(Rinnovabili.it) – Ajmad Miyah, giovane contadino bengalese, ha rinunciato a trovare una nuova sistemazione. Tre anni dopo che il mare inghiottì la sua casa sulla costa dell’Isola di Bhola, non ha ancora alcuna proprietà o beni, e sopravvive solo coltivando campi di altre persone in cambio di cibo. “Ho accettato che questa sia la mia realtà. La mia casa sarà per sempre temporanea, come me, su questa Terra”. La nuova realtà con cui sta facendo i conti Miyah è la stessa che stanno affrontando oggi più di 20 milioni di persone nel mondo, costretti dalle calamità naturali ad una fuga forzata. Di questi, il 90 per cento è stato costretto ad abbandonare la propria casa in seguito a eventi meteorologici estremi, come inondazioni, siccità e tempeste, finendo in un limbo giuridico, senza diritti, o aiuti garantiti. Il diritto internazionale, infatti, non prevede meccanismi che permettano a chi scappa dai disastri climatici di ottenere asilo in un altro Paese.
“Siamo in ritardo con le misure di protezione e assistenza a questo gruppo (di profughi) di cui non abbiamo nemmeno riconosciuto la grandezza”, spiega Jan Egeland, segretario generale del Consiglio norvegese per i rifugiati, parlando a margine dei negoziati sul clima delle Nazioni Unite. La migrazione forzata legata alle pressioni del clima ha raggiunto oggi la dimensione di un “mega-problema” al cui confronto gli attuali flussi di rifugiati legati a conflitti potrebbero impallidire.
Solo lo scorso anno guerre e violenza hanno messo in fuga 11 milioni di in Siria, in Afghanistan e in altre regioni tormentate del mondo. Ma il numero medio di persone sfollate dal climate change, conta una media 22,5 milioni di migranti climatici l’anno dal 2008. E il trend sta crescendo. Ecco perché alla COP21, aggiunge Egeland, “è di fondamentale importanza riconoscere in un documento giuridicamente vincolante che si tratta di un mega-problema”.

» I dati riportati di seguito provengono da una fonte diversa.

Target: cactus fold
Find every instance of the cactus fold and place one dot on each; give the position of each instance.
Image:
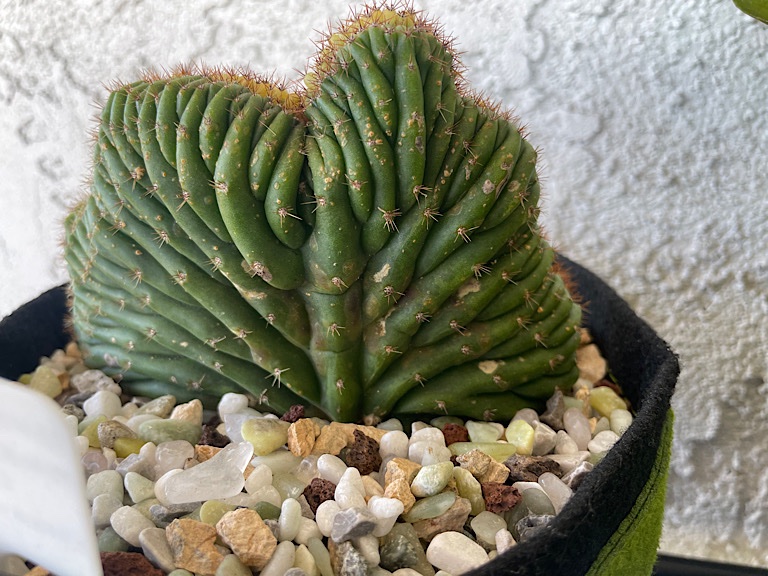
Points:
(368, 245)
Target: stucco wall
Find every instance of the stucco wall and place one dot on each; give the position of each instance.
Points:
(651, 119)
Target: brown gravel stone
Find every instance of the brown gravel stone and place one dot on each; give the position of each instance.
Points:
(529, 468)
(193, 546)
(211, 437)
(499, 498)
(455, 433)
(318, 491)
(362, 454)
(127, 564)
(294, 413)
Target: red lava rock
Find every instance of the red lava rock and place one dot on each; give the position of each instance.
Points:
(127, 564)
(211, 437)
(500, 498)
(529, 468)
(455, 433)
(363, 454)
(295, 412)
(318, 491)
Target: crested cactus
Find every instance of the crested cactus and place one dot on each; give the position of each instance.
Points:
(366, 245)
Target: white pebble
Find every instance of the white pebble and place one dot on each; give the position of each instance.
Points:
(577, 426)
(394, 443)
(559, 493)
(620, 420)
(331, 468)
(281, 561)
(455, 552)
(290, 518)
(603, 442)
(350, 491)
(324, 516)
(128, 523)
(260, 476)
(103, 402)
(104, 505)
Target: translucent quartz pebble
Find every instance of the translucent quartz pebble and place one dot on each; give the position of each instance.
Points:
(469, 487)
(219, 477)
(350, 491)
(162, 430)
(104, 505)
(564, 444)
(577, 426)
(94, 380)
(431, 479)
(266, 434)
(527, 414)
(324, 516)
(559, 493)
(394, 443)
(352, 523)
(430, 507)
(620, 419)
(521, 434)
(281, 561)
(484, 431)
(260, 476)
(485, 526)
(290, 519)
(128, 522)
(428, 451)
(456, 553)
(604, 400)
(172, 455)
(331, 468)
(603, 442)
(386, 511)
(103, 402)
(279, 461)
(160, 406)
(156, 549)
(105, 482)
(544, 439)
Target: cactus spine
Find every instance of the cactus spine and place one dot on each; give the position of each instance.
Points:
(365, 246)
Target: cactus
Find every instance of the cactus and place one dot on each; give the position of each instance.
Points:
(365, 246)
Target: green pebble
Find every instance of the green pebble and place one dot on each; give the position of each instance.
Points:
(109, 541)
(266, 434)
(159, 431)
(430, 507)
(266, 510)
(213, 510)
(232, 566)
(44, 380)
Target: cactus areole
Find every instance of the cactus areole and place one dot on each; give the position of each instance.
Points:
(365, 245)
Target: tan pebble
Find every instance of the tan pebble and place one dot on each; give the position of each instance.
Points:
(401, 468)
(496, 472)
(191, 411)
(476, 461)
(452, 519)
(301, 437)
(372, 487)
(248, 537)
(400, 489)
(592, 365)
(193, 546)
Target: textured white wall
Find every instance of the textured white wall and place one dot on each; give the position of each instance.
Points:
(651, 117)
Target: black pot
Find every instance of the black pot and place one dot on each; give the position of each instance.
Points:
(612, 523)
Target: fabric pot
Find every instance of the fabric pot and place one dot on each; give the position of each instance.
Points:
(611, 525)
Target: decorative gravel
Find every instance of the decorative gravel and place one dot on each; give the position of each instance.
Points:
(178, 490)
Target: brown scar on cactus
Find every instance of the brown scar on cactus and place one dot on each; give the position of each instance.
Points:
(367, 239)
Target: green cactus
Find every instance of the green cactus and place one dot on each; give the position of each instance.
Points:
(366, 246)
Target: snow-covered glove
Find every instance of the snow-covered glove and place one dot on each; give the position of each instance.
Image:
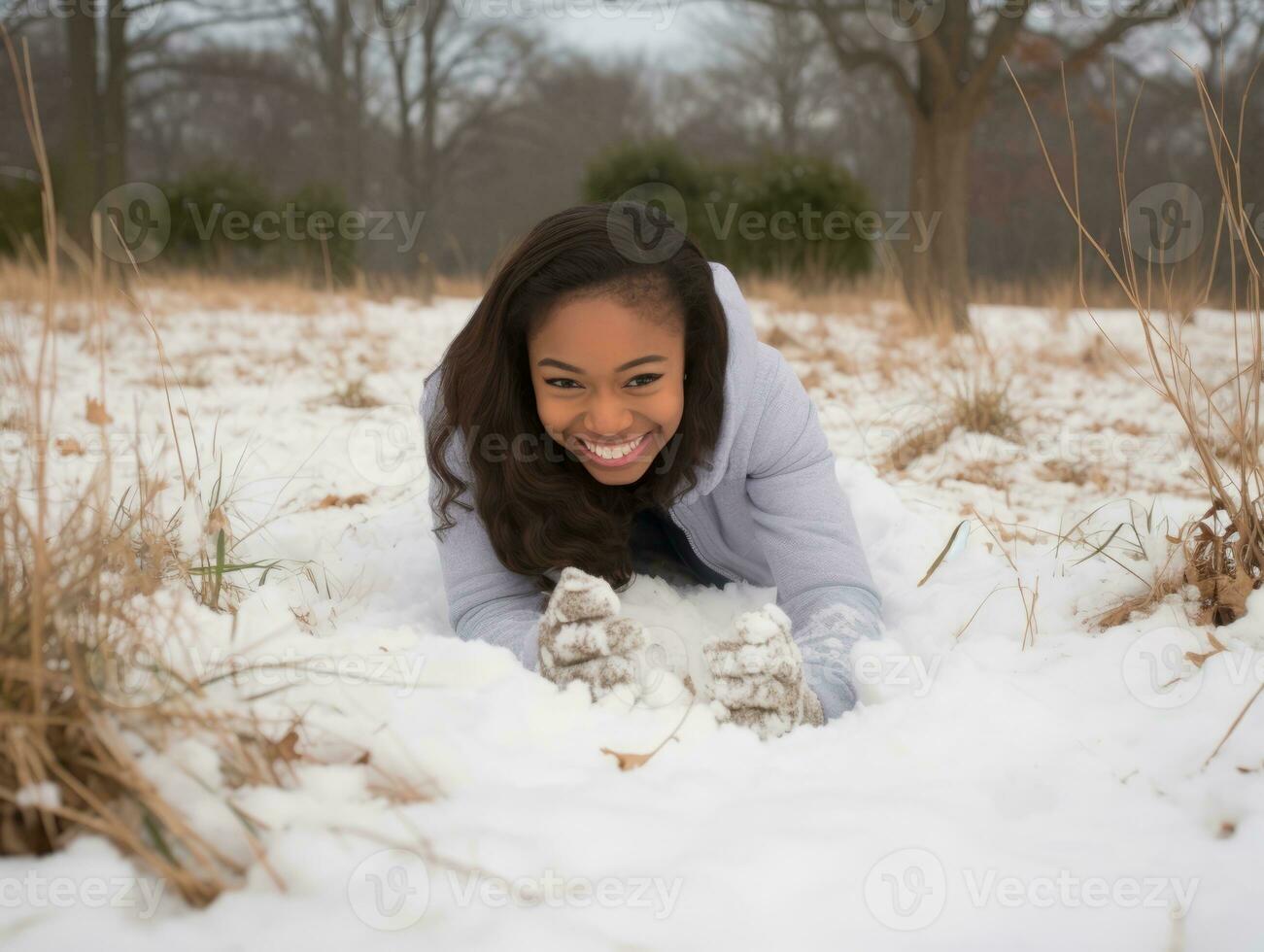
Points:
(583, 637)
(826, 641)
(757, 675)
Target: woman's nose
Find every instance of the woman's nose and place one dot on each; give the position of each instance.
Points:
(607, 416)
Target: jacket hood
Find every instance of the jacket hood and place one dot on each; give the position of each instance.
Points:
(739, 373)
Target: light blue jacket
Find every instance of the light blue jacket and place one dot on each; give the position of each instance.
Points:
(769, 511)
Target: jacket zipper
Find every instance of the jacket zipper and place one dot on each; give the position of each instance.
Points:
(693, 545)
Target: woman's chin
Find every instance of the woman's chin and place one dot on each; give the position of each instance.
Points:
(618, 476)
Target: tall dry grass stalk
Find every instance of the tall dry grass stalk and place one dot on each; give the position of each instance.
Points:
(1224, 549)
(87, 629)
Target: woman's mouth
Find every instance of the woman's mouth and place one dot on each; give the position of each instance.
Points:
(620, 454)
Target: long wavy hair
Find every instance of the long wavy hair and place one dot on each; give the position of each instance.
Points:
(542, 510)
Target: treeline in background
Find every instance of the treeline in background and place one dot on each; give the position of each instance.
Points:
(339, 139)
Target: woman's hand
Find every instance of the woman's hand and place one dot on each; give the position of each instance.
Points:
(757, 675)
(583, 637)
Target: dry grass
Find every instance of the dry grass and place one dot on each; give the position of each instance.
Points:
(1224, 549)
(967, 392)
(93, 619)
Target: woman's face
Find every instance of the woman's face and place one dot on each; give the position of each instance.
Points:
(609, 385)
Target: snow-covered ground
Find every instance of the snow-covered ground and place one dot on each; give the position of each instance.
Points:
(1005, 784)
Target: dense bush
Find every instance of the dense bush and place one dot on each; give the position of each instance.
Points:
(20, 214)
(780, 215)
(222, 218)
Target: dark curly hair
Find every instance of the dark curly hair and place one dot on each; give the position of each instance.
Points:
(544, 511)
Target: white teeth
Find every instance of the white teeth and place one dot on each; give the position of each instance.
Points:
(616, 452)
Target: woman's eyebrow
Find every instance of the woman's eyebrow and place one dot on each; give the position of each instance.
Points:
(646, 359)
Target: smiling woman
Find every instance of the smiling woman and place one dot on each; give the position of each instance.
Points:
(674, 443)
(618, 414)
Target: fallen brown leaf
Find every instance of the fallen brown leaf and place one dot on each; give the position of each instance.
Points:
(630, 762)
(95, 412)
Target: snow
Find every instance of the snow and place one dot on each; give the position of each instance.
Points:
(999, 787)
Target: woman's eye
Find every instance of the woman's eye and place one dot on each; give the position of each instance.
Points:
(646, 380)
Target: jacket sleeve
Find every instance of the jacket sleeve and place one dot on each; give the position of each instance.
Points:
(486, 600)
(809, 537)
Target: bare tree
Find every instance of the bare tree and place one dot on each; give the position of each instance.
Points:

Nel mese di ottobre, le nazioni povere e in via di sviluppo (note come il Gruppo dei 77 e la Cina) hanno presentato una proposta per i colloqui di Parigi finalizzata a fornire un piano per i migranti del clima, uno sforzo iniziato nel 1991, quando l’isola di Vanuatu suggerì un sistema di assicurazione globale per la compensazione delle perdite indotte dal clima.
Ma quando si parla di risarcimenti e di colpe c’è sempre chi storce il naso e gli Stati Uniti insieme ad altri paesi industrializzati, tra cui il Giappone, l’Australia e la Svizzera, si sono apertamente schierati contro l’inclusione di misure in materia di migranti climatici nel testo dell’accordo parigino.
Per ora l’ultimo documento uscito dal tavolo dei negoziati, menziona – e per la prima volta – la necessità di proteggere i profughi climatici, come spiega William Lacy Swing, direttore generale dell’Organizzazione Internazionale per le Migrazioni. Ma per aiutare davvero le persone, fa notare Alfredo Zamudio, capo del Internal Displacement Monitoring Centre del Norwegian Refugee Council, a trovare un modo per lottare anziché migrare, sarà necessario spendere soldi sia per limitare gli impatti del cambiamento climatico che per assistere i più indigenti nell’applicazione di misure di resilienza. “Lo spostamento può essere prevenuto, può essere ridotto al minimo, ma solo aumentando gli investimenti in misure di mitigazione e adattamento”, ha dichiarato Zamudio “Questo è il momento di agire”.